The Angolan Air Force has taken delivery of its first two Su-30K fighters, and will receive another ten by early 2018.
This is according to Aleksandr Vorobei, the deputy CEO of the 558 Aviation Repair Plant in Belarus, who told Sputnik news on 19 September that “I think that the deliveries will be completed by early next year.”
Angola ordered 12 Su-30K fighters during a visit by Russian Deputy Prime Minister Dmitry Rogozin to Luanda, Angola, in 2013. Deliveries were originally anticipated around 2015 but delayed due to upgrade work – according to ITAR-TASS, modification work includes improvements to the radar and navigation system and installation of a video recorder, amongst other items.
The aircraft were formerly operated by the Indian Air Force, which has ordered more than 200 Su-30MKIs in a number of batches. The early models delivered were basic aircraft without features like canards and thrust vector controls, and it is these 18 early model aircraft (ten Su-30MK and eight Su-30K fighters delivered between May 1997 and December 1999) that were returned to Russia and replaced with more advanced Su-30MKIs.
India had intended to upgrade these early aircraft but instead used them as part-exchange for new aircraft. They were retired in 2006 and sent to the 558th Aircraft Repair Plant at Baranovichi in Belarus between August and November 2011 as the property of Irkut Corporation.

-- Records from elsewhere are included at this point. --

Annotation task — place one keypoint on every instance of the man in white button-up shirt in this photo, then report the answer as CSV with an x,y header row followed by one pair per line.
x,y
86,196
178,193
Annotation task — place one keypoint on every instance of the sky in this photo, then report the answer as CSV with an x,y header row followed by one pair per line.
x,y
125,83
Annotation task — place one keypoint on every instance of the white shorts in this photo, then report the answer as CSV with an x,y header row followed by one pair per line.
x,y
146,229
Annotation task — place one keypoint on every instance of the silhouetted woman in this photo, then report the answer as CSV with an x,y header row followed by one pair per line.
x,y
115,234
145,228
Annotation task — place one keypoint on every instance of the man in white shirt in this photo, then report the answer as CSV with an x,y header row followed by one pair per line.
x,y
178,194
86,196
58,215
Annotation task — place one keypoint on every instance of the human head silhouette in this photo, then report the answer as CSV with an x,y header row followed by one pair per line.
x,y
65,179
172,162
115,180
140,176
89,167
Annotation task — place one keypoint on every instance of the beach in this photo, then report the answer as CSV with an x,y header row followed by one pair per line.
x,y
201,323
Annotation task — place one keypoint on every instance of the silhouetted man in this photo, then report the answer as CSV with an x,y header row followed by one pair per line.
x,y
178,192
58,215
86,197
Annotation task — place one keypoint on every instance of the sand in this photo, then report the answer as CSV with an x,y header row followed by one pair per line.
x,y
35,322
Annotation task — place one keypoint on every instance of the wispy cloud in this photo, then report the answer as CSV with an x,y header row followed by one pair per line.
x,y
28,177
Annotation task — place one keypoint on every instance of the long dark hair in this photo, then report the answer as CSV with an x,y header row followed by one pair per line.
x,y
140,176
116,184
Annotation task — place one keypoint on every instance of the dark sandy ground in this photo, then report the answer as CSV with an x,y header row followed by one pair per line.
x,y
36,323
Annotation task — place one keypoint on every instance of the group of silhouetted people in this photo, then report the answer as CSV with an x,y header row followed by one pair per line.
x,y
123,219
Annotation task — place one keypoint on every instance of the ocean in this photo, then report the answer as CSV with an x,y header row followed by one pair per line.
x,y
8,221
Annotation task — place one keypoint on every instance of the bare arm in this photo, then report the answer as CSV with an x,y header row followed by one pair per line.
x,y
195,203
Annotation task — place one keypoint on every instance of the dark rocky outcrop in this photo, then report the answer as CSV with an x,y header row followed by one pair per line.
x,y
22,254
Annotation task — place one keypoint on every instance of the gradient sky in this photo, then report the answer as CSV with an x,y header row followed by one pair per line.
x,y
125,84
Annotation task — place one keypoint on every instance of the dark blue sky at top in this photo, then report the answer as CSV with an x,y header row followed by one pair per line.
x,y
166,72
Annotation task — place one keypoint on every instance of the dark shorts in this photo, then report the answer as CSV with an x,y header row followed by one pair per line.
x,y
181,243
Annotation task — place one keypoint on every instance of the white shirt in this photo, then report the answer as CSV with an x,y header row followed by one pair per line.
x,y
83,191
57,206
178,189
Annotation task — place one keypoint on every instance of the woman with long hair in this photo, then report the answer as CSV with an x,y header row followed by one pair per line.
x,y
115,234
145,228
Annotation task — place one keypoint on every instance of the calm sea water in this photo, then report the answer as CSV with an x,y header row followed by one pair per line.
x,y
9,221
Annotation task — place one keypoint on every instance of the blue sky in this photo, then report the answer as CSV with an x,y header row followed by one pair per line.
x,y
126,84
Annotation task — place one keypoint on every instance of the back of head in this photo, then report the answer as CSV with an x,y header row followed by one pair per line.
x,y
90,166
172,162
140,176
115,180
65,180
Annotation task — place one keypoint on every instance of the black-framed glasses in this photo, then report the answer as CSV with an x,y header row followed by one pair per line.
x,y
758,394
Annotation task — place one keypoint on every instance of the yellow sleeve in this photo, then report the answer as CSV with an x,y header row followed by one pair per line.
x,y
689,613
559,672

Angola has apparently expressed interest in acquiring another six Su-30s. This is according to an article in Russia’s Komersant newspaper, which in July this year reported that Angola was in early negotiations with Russia over the purchase of the additional ex-Indian Air Force aircraft. The six aircraft are currently stored in Belarus at the 558th aircraft repair plant.
The Angolan Air Force currently flies around half a dozen Su-27s, out of 18 originally delivered. It also has other Sukhoi aircraft in its inventory, notably the Su-22 and Su-24.
Other equipment Angola has recently acquired from Russia includes eight armed Mi-171Sh helicopters and 12 refurbished Mi-24P attack helicopters.